Baca juga: Studi UI: 48,7% Mahasiswa Kedokteran Bersedia Jadi Sukarelawan Covid-19

Sebab, banyak anak didik di daerah terluar dan tertinggal yang tidak punya HP, sinyal untuk mengakses internet juga sulit, kalau pun ada sinyal putus nyambung. “Sehingga dana untuk membeli pulsa cukup besar yang dikeluarkan oleh Kemendikbud menjadi sia-sia,” ujar Hanafi.

Temuan lainnya yaitu hubungan batin antara anak didik dengan guru menjadi dingin karena mereka tidak pernah saling sapa dan bertatap muka selama satu tahun.
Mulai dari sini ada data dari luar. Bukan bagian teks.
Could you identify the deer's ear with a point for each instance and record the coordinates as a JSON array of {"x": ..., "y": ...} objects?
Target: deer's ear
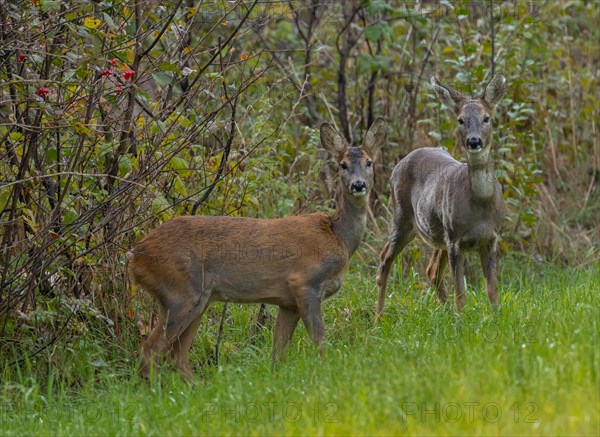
[
  {"x": 449, "y": 96},
  {"x": 332, "y": 141},
  {"x": 374, "y": 138},
  {"x": 495, "y": 90}
]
Peserta didik baru yang duduk di kelas 1 baik jenjang SD, SMP dan SMA-lah yang paling merasakan. Di mana mereka satu tahun tercatat sebagai siswa, tapi tidak tahu siapa guru dan teman mereka di sekolah yang baru tersebut.

Angka putus sekolah (APS) juga terjadi sebagai dampak pembelajaran jarak PJJ saat pandemi Covid-19. Pernyataan tersebut diungkapkan Pelaksana tugas (Plt.) Direktur SMA, Kemendikbud, Purwadi Sutanto, pada diskusi tersebut.

Menurut Purwadi, salah satu kasus APS terjadi pada siswa SMA di Nusa Tenggara Barat (NTB). Pada kasus tersebut anak memutuskan menikah dini. “Karena keterbatasan sarana telekomunikasi pendukung PJJ, siswa putus sekolah dan kemudian menikah dini,” kata Purwadi secara virtual.

Ia menyebut, penanganan kasus APS pada anak menjadi tugas bersama. Karena masalah pendidikan, menurutnya, bukan saja tugas pemerintah, melainkan menjadi tanggung jawab orang tua dan masyarakat.

“Ini kenapa surat keputusan bersama (SKB) empat menteri tentang pembelajaran di tengah pandemi keluar. Karena kita ingin segera PTM terbatas diterapkan. Sudah banyak anak dan guru mengeluhkan stres karena PJJ,” katanya.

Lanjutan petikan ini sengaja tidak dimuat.